Enquanto isto, creiam todos que, tanto o usuário que experimentou o SUS do início, quanto o médico e demais profissionais que também desde sua implantação estiveram presentes com sua força de trabalho, ainda dizem, em coro: “ -- Eu era feliz e não sabia!”. A situação de distanásia (manter um corpo como vivo, embora praticamente inviável, às custas de medicamentos e aparelhos – e sofrimento do paciente) do SUS é similar à da educação pública, sendo aquela para garantir que o SUS não morra (para não ressuscitar de boa qualidade), ameaçando os esquemas: escusos-milionários e os lícitos dos planos de saúde (que se o SUS voltar a ser bom, vão viver de quê?), assim como já fazem, há anos, com o ensino público, que não deve morrer (para acomodar e anestesiar as massas) mas não pode ressuscitar, para ameaçar os gordos lucros das escolas privadas.
É por estas e outras, meu caro Paulo, que não pense que vão “matar o SUS”, pois tais tipos – sejam eles médicos ou empresários, políticos, etc. – não são burros, muito menos lerdos, para matarem, senão a vaquinha na qual bem mamam, a galinha dos ovos de ouro – o segredo, para eles, não é matar o SUS, mas mantê-lo de tal forma manietado e refém, para que só a eles aproveite, ao menos enquanto todos nós continuemos a pecar pela omissão.

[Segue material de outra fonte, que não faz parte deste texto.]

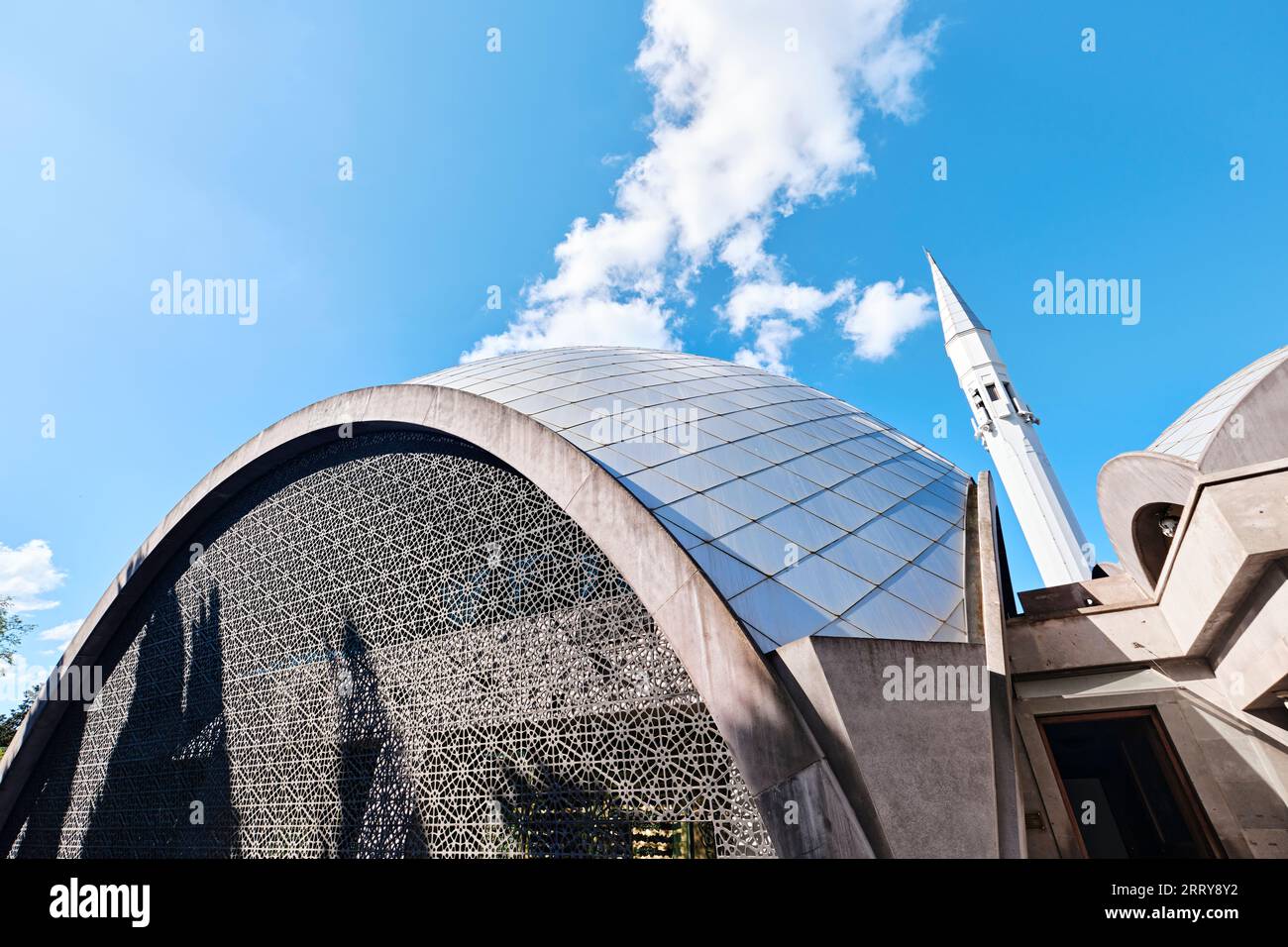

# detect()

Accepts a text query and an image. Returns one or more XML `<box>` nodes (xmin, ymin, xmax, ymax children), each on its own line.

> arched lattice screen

<box><xmin>7</xmin><ymin>432</ymin><xmax>772</xmax><ymax>857</ymax></box>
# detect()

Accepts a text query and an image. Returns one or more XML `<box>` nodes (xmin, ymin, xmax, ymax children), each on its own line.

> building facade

<box><xmin>0</xmin><ymin>337</ymin><xmax>1288</xmax><ymax>858</ymax></box>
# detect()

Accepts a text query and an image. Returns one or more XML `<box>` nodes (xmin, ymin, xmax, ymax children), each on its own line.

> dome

<box><xmin>411</xmin><ymin>347</ymin><xmax>970</xmax><ymax>652</ymax></box>
<box><xmin>1096</xmin><ymin>346</ymin><xmax>1288</xmax><ymax>587</ymax></box>
<box><xmin>1145</xmin><ymin>346</ymin><xmax>1288</xmax><ymax>469</ymax></box>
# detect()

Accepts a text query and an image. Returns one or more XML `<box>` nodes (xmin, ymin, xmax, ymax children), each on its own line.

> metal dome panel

<box><xmin>412</xmin><ymin>347</ymin><xmax>970</xmax><ymax>652</ymax></box>
<box><xmin>1145</xmin><ymin>346</ymin><xmax>1288</xmax><ymax>463</ymax></box>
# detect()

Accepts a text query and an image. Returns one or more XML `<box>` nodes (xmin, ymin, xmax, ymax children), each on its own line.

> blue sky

<box><xmin>0</xmin><ymin>0</ymin><xmax>1288</xmax><ymax>710</ymax></box>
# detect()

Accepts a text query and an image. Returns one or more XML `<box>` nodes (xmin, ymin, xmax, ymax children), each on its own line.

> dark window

<box><xmin>1042</xmin><ymin>710</ymin><xmax>1218</xmax><ymax>858</ymax></box>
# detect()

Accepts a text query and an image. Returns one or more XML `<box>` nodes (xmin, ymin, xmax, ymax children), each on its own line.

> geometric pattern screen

<box><xmin>0</xmin><ymin>430</ymin><xmax>773</xmax><ymax>858</ymax></box>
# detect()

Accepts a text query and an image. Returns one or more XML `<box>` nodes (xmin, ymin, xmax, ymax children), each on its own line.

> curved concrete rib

<box><xmin>0</xmin><ymin>384</ymin><xmax>872</xmax><ymax>857</ymax></box>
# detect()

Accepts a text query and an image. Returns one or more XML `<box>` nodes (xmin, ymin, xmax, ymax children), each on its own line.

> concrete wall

<box><xmin>777</xmin><ymin>637</ymin><xmax>1000</xmax><ymax>858</ymax></box>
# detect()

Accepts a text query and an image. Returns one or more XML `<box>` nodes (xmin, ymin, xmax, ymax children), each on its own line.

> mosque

<box><xmin>0</xmin><ymin>254</ymin><xmax>1288</xmax><ymax>858</ymax></box>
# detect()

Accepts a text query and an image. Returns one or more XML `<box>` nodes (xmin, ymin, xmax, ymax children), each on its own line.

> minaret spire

<box><xmin>922</xmin><ymin>248</ymin><xmax>1091</xmax><ymax>585</ymax></box>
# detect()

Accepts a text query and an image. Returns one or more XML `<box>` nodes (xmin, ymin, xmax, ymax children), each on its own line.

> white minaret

<box><xmin>926</xmin><ymin>250</ymin><xmax>1091</xmax><ymax>586</ymax></box>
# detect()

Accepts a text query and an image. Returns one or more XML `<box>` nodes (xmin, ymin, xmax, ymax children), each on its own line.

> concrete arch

<box><xmin>0</xmin><ymin>384</ymin><xmax>872</xmax><ymax>857</ymax></box>
<box><xmin>1096</xmin><ymin>451</ymin><xmax>1199</xmax><ymax>590</ymax></box>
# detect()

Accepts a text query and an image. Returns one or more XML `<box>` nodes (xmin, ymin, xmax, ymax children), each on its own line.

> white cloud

<box><xmin>463</xmin><ymin>0</ymin><xmax>936</xmax><ymax>371</ymax></box>
<box><xmin>38</xmin><ymin>618</ymin><xmax>85</xmax><ymax>653</ymax></box>
<box><xmin>0</xmin><ymin>540</ymin><xmax>67</xmax><ymax>612</ymax></box>
<box><xmin>837</xmin><ymin>279</ymin><xmax>935</xmax><ymax>362</ymax></box>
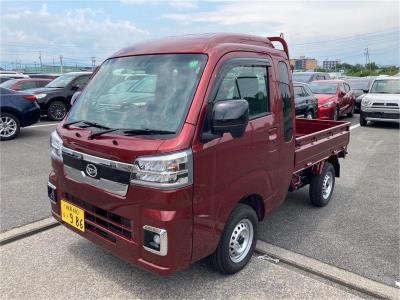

Atenciosamente, sempre com votos de sucesso.
Inamar Torres, 52, médico
Concursado da SESAP-SUS, desde 1º.8.88, e advogado, Perito, Parecerista e Consultor em Direito Médico, Presidente da Academia Brasileira de Direito Médico e da Saúde – ABDMS, Professor na Escola Paulista de Direito – EPD (S. Paulo-SP), Presidente da Comissão Permanente de Sindicância do Hospital Monsenhor Walfredo Gurgel (Natal-RN).